Дроль порывисто вскакивал, но точеная рука пряталась в турецкие шали Елены.
— Какой вы смешной, Дроль… Заплачьте, а потом поцелуйте…
У него долго дергалось лицо, нелепо сжимались глаза, но слез не было.
— Не умею. Все, что угодно, только не плакать, хотел бы…
Свита с большим участием хлопала его по плечу, советовала поступить на сцену:
— Там, знаете, в два счета плакать научат… Будете все время у королевы руки целовать…
А Елена, положив на маленькую ладонь золотистую голову, смеялась так нестерпимо хорошо, что хотелось плакать. Не для рук, а так, просто… От бессильной и бесцельной нежности хотелось плакать…
Когда над испуганным городом заныли снаряды* торопливо рассыпалась дробь пулеметов, Дроль, конечно, был в маленькой, густо заставленной мебелью квартире Ден и, стоя у окна, докладывал Елене:
— Утром был разведчик от них… от немцев… гайдамак какой-то украинский, с оселедцем на бритой голове… Говорил, что сегодня ночью обязательно войдут в город. У большевиков паника…
Вишняков, бывший ротмистр, а теперь машинист финотдела, поднял тщательно причесанную голову и спросил насмешливо:
— А вы не боитесь, Дроль?
— Чего?
— А вот стрельбы! Ведь очень страшно. Еще убьют, пожалуй, а? Отойдите лучше от окна. Слишком уж вы заметная мишень.
Дроль открыл окно и высунулся в него, опираясь локтем на подоконник. У Елены лукаво поднялась бровь.
— Прогуляйтесь, пожалуйста, Дроль, до собора и обратно и высчитайте мне, с какой, приблизительно, скоростью стреляет немецкая артиллерия?

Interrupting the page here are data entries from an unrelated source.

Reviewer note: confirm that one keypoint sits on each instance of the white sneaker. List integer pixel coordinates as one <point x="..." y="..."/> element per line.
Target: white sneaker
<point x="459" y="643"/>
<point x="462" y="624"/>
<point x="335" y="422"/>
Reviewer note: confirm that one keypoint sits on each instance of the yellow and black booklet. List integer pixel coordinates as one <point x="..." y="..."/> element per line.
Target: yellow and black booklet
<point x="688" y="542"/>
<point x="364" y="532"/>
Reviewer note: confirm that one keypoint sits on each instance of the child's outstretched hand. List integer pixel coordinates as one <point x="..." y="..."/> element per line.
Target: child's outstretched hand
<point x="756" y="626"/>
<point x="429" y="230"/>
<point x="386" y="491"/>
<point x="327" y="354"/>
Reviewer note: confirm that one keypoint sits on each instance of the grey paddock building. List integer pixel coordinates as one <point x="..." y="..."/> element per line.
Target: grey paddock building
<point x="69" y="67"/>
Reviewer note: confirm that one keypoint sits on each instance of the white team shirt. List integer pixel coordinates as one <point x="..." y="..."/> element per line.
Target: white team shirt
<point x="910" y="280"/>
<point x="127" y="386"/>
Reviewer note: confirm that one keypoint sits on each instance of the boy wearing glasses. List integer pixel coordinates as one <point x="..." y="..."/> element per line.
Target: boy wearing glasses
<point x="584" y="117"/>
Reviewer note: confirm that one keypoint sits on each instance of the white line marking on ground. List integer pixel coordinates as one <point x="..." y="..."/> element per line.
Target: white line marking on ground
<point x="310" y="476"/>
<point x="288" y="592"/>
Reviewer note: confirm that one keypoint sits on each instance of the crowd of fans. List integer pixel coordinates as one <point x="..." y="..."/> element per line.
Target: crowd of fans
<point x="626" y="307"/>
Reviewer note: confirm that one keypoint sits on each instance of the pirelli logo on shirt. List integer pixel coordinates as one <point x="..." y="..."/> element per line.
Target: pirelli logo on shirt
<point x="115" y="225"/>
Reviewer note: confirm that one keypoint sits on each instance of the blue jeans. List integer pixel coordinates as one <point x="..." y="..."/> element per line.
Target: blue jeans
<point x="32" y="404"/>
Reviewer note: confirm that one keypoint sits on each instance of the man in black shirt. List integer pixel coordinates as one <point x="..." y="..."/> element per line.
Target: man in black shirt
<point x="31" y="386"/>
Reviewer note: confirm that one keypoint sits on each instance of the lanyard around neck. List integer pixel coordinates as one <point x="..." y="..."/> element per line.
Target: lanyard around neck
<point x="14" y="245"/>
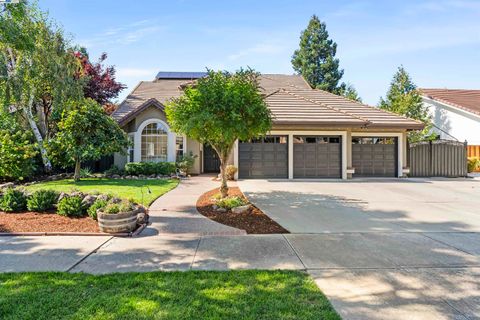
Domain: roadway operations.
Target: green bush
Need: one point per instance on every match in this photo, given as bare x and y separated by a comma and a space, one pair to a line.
185, 162
98, 204
13, 200
42, 200
148, 168
17, 150
114, 170
230, 202
71, 207
473, 164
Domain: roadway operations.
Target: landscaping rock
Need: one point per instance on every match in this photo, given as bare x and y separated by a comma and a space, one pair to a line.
241, 209
88, 200
7, 185
142, 217
116, 200
103, 197
61, 196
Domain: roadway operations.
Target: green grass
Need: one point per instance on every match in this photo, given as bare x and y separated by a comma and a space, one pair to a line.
163, 295
122, 188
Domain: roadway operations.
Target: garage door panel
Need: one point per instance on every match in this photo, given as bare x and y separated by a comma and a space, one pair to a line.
374, 156
317, 157
264, 158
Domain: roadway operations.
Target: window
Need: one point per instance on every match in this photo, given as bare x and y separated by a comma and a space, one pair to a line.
154, 143
179, 146
131, 148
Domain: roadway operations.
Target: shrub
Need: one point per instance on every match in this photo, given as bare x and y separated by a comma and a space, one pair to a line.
71, 207
17, 150
13, 200
230, 172
185, 162
230, 202
86, 173
148, 168
473, 164
42, 200
114, 170
98, 204
113, 208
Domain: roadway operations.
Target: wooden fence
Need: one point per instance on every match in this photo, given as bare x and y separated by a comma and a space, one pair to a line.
438, 158
474, 152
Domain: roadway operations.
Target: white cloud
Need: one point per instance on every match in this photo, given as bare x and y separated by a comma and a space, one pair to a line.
124, 35
135, 73
262, 48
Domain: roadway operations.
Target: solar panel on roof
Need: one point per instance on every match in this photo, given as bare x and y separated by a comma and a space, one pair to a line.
180, 75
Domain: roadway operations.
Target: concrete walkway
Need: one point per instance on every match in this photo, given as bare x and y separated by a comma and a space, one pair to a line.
386, 274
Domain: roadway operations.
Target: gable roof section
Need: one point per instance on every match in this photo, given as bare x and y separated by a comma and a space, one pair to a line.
468, 100
289, 97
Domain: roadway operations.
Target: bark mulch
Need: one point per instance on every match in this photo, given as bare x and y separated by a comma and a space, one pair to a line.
254, 221
45, 222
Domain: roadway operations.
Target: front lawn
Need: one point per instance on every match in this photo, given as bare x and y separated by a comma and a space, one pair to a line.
122, 188
163, 295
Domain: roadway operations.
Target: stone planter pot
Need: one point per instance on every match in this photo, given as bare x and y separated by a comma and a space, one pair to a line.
118, 222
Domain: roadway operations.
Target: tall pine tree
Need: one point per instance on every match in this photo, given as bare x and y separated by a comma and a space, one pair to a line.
403, 98
315, 60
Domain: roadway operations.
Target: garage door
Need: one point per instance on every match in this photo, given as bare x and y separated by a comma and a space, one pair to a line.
317, 157
263, 158
374, 156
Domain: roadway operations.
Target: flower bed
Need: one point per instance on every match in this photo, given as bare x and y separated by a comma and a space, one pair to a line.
253, 220
50, 211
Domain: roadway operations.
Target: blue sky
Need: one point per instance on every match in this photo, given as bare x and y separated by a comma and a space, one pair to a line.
438, 42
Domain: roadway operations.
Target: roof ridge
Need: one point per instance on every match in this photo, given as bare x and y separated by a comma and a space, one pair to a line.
369, 106
329, 107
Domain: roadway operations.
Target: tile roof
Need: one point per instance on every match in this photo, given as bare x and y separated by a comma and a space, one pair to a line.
468, 100
289, 97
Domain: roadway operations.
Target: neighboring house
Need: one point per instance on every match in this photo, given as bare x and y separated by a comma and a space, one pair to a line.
315, 134
455, 115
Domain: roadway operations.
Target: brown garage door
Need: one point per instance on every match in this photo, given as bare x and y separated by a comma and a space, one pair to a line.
266, 157
317, 157
374, 156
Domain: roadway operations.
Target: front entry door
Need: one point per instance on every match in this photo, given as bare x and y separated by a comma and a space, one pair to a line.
211, 161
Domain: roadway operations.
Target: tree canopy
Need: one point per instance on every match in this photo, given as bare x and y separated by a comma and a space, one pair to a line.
86, 132
101, 84
220, 109
315, 60
403, 98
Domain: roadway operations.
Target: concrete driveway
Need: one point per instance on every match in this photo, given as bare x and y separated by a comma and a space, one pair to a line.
419, 205
384, 249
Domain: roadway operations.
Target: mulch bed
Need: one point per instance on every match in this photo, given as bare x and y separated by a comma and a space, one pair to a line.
45, 222
254, 221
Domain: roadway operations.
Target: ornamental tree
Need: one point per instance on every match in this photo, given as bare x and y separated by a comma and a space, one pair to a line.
86, 132
220, 109
101, 84
403, 98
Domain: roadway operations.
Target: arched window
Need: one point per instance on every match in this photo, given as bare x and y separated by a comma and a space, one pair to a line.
154, 143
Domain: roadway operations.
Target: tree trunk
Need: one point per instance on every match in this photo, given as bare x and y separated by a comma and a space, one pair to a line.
223, 174
38, 136
76, 175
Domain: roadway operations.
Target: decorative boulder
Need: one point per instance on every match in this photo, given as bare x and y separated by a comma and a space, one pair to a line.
142, 217
241, 209
103, 197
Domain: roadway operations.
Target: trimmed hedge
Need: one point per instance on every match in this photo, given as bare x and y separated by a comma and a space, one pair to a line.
149, 168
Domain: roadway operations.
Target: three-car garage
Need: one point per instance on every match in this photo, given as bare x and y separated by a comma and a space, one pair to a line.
317, 156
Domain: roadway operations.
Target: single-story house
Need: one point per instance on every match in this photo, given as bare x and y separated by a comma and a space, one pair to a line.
315, 134
455, 115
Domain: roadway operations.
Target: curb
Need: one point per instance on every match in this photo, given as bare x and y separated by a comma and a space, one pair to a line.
85, 234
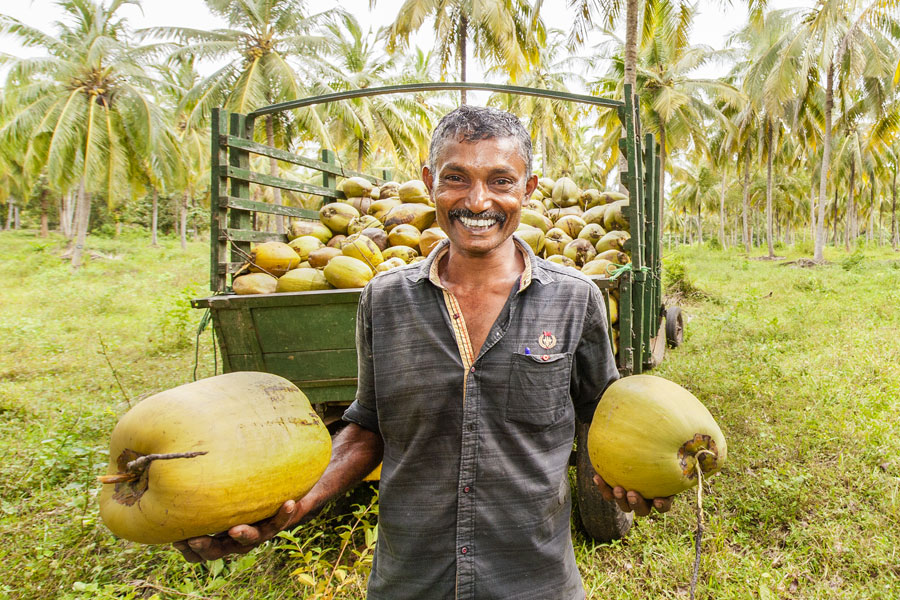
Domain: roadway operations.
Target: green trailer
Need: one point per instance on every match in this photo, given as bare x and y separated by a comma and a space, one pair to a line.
309, 337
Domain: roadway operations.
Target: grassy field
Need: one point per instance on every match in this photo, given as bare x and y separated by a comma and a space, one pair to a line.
801, 367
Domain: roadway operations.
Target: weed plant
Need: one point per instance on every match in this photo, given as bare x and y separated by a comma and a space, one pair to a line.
800, 367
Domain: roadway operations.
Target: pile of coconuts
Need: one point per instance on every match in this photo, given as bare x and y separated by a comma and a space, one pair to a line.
375, 229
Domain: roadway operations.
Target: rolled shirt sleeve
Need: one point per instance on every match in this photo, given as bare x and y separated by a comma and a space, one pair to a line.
593, 366
364, 409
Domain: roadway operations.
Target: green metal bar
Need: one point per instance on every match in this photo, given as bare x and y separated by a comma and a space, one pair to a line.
217, 188
285, 156
433, 87
238, 159
244, 235
246, 175
626, 317
265, 207
328, 179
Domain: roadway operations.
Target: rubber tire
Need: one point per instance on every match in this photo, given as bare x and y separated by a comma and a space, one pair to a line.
674, 327
601, 520
657, 346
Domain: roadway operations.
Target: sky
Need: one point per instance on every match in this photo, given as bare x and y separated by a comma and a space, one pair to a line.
712, 26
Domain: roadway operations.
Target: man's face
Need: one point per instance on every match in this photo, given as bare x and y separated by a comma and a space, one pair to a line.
479, 189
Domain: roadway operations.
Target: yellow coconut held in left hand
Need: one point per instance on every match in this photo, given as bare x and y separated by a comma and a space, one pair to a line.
650, 434
205, 456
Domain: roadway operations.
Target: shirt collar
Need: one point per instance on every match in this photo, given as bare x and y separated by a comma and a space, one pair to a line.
533, 271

Уже вдогонку ему Вишняков крикнул:
— Да поживее! Получите Георгия…
Небо, как огромный котел, бурлило, разбуженное орудийным гулом. Ежеминутно вздрагивала мостовая. Где-то совсем близко, за грязной рекой, трещали винтовки, выбрасывая вместе со свистящими пулями тысячеголосое эхо. Низко плавали дымки. На улице, как в четыре часа утра, было пустынно и тихо. Изредка проносились на заморенных конях красноармейцы еще позавчера эвакуировавшейся комендатуры да плелась по пятам собака с перебитой лапой.